# A big blowie...



## bullseyeben! (Apr 24, 2011)

Well here in Sth Australia I could use 17.5 cans of fly spray in 5 seconds and the lil bastards will still marinate themselves on my delicious scotch steaks... so forget fly swatters, forget mortein and other sprays... I use Theraband gold...


----------



## mckee (Oct 28, 2010)

i use elastic too


----------



## tubeman (Mar 7, 2011)

TBG...faster than a fly


----------



## slingshot_sniper (Feb 20, 2011)

tubeman said:


> TBG...faster than a fly


Apparently


----------



## tubeman (Mar 7, 2011)

Could make a good sales slogan


----------



## dgui (Jan 12, 2010)

That is a Great Shot!


----------



## Aras (Apr 2, 2011)

I use them for killing flies too.


----------



## Charles (Aug 26, 2010)

Until a couple of months ago, I had a piece of property in a very remote area on the north end of Vancouver Island.

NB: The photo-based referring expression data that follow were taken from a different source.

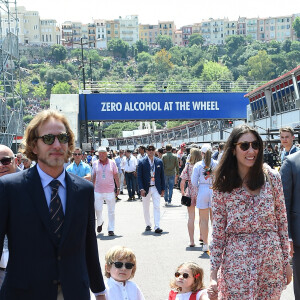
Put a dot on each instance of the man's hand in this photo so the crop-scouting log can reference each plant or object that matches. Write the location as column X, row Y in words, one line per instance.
column 143, row 193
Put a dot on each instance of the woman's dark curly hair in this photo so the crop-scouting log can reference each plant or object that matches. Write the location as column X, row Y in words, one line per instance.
column 227, row 177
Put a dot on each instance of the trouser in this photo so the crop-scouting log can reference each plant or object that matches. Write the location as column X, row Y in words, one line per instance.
column 129, row 182
column 121, row 180
column 296, row 272
column 156, row 207
column 169, row 184
column 111, row 203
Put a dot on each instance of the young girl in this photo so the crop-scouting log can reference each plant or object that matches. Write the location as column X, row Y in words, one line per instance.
column 120, row 266
column 188, row 283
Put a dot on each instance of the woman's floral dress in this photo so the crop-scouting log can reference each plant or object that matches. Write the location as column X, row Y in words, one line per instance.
column 250, row 245
column 191, row 191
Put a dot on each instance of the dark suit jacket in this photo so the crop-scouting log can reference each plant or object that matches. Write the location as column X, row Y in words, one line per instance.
column 290, row 176
column 144, row 174
column 36, row 263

It was water access only ... no roads, no power, no running water, no phone ... I had the only private property on the tidal estuary of the Marble River ... surrounded by Nature Trust property and provincial wilderness park. Anyway, I built a house in there ... major job ... lots of sweat. I was often troubled by large horse flies and deer flies. It go so bad one summer, I actually made a trip out and into town to buy a box of rubber bands. I would cut a rubber band to make a long strip and used that to hunt the **** flies. After a few shots, I began to enjoy having those suckers around .... SPLAT! I never completely ran out of targets, but their frequency sure did go down!!!

Cheers ..... Charles


----------



## Xidoo (Aug 14, 2010)

I used to use rubber bands as a kid to kill flies too.


----------